Só posso dizer que, entre um programa que foi cumprido à risca, - e se ele era ambicioso!- muitos quilómetros percorridos de autocarro e a pé, cafés que lhes perdi a conta, poucas horas de sono e muito - céus, tanto! - chinfrim... continuo adepta de visitas de estudo.
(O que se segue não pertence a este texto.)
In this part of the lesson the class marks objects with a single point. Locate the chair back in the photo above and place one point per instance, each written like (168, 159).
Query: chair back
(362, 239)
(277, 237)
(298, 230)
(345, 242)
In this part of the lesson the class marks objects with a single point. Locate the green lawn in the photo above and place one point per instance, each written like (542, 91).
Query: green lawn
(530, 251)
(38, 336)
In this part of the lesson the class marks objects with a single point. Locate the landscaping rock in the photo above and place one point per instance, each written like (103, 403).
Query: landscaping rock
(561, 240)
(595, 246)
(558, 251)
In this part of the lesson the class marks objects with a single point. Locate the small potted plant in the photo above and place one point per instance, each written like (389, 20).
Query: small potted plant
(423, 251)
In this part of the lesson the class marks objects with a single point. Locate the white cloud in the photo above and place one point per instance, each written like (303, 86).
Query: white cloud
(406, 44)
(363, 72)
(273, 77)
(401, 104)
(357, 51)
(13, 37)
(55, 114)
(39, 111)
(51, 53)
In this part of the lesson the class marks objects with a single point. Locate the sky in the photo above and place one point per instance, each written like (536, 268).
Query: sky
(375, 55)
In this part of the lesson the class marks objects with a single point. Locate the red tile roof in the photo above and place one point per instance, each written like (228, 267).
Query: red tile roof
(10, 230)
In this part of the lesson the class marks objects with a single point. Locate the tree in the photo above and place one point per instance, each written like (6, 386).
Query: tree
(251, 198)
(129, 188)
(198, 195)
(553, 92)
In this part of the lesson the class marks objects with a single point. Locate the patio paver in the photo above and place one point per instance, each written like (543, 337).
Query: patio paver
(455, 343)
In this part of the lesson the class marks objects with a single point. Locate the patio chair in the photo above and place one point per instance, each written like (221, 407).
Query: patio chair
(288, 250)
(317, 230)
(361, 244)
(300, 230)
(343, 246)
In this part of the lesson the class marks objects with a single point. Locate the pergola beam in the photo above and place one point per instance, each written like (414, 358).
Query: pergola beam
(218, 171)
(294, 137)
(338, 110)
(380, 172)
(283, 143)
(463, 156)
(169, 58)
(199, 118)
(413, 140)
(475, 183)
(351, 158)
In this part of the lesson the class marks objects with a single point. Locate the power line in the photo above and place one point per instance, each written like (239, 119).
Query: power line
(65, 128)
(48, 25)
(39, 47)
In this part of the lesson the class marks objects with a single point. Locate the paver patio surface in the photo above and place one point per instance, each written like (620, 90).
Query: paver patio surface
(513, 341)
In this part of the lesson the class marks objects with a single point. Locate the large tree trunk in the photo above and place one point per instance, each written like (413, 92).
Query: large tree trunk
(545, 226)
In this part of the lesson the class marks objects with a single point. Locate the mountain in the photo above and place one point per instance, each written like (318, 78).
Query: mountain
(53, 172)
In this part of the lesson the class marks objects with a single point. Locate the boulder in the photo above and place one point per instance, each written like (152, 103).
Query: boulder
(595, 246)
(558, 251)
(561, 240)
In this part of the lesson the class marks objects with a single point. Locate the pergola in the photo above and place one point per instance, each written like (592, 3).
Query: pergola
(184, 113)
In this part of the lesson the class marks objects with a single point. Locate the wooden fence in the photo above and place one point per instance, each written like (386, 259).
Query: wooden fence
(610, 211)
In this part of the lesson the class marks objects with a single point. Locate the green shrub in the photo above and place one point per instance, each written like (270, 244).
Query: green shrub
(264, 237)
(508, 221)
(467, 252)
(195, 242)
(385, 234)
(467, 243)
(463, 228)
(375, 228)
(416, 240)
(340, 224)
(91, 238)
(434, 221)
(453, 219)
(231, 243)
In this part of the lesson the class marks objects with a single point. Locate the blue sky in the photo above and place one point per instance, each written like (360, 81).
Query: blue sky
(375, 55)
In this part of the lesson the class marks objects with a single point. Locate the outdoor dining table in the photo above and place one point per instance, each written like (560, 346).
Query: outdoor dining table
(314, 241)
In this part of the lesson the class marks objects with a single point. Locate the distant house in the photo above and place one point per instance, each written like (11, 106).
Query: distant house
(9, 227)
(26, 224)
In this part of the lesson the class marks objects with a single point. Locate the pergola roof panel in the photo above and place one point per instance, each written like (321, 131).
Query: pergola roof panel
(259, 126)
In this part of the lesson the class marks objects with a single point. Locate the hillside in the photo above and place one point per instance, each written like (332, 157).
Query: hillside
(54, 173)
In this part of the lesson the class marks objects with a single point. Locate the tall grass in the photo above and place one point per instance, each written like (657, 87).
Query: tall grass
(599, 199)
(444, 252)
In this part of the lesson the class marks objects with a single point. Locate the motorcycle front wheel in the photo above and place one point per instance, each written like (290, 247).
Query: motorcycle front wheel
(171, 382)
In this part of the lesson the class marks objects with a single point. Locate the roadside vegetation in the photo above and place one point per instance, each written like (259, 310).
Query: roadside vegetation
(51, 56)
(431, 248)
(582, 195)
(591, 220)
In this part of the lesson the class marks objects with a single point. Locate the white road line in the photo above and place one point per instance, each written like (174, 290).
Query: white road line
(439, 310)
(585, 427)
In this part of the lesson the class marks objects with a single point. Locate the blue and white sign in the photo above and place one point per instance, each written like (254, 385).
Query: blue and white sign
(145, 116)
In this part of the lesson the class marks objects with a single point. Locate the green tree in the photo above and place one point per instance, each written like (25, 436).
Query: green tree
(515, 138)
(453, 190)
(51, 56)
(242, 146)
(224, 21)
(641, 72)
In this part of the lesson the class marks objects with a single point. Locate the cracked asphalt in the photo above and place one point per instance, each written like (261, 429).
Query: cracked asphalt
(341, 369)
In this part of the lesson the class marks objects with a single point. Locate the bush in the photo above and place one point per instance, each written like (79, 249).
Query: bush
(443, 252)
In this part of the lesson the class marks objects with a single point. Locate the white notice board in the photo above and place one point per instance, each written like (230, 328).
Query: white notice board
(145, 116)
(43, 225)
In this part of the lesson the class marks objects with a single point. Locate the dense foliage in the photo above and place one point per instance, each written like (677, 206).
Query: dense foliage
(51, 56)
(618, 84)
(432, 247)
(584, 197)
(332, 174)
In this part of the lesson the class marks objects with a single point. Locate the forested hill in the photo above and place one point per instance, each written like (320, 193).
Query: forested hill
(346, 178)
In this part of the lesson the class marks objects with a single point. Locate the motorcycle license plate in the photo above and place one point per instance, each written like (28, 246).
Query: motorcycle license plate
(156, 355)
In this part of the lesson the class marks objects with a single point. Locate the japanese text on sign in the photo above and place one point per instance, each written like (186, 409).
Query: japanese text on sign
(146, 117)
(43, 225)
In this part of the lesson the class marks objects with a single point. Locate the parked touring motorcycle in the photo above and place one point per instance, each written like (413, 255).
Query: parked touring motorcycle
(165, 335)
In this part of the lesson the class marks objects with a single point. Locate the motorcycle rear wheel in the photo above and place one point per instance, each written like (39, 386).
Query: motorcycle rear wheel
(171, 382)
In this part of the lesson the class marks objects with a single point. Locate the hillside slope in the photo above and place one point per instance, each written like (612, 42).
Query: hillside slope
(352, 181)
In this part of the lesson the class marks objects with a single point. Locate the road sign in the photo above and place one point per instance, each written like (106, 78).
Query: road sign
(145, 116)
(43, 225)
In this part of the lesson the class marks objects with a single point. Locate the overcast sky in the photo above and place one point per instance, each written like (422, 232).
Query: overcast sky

Adoro estar em ambiente informal com os alunos, divirto-me sempre que nem uma macaquinha, apesar da estafa, do stress, das correrias e das preocupações. Não me lembro da última vez em que me ri tanto num tão curto espaço de tempo. No meio dos pastéis de Belém, dos muffins de chocolate branco e morango do Starbucks, dos cupcakes da Merry Cupcake e dos bifes da Portugália, da exposição Berardo - não, não é Bernardo, troll! - com peças originais do Dali e do Picasso, dum fabuloso ensaio da orquestra filarmónica no divino S. Carlos, duma visita à RTP com a Ana Galvão a fazer programa na Antena 3, e com direito a ver nas ruas de Lisboa o Chefe de Estado Polaco e a sua comitiva, atores dos Morangos com Açúcar, o Pedro Granger e o Zé Carlos Pereira... há uma cambada de alunos das berças muito mais cosmopolitas, muito mais abertos e tolerantes a raças e credos, e a falar muy bien espanhol.
"Eeeech, ó professora, a sua mãe mora ali? Foi naquele colégio que estudou? Eeeech, ó professora... e agora dá-nos aulas a nós?"
Very impressive, indeed. Embora eles devam achar isso o cúmulo da decadência, e olhem para mim como se eu fosse um bicho raro, por trocar um sítio por outro.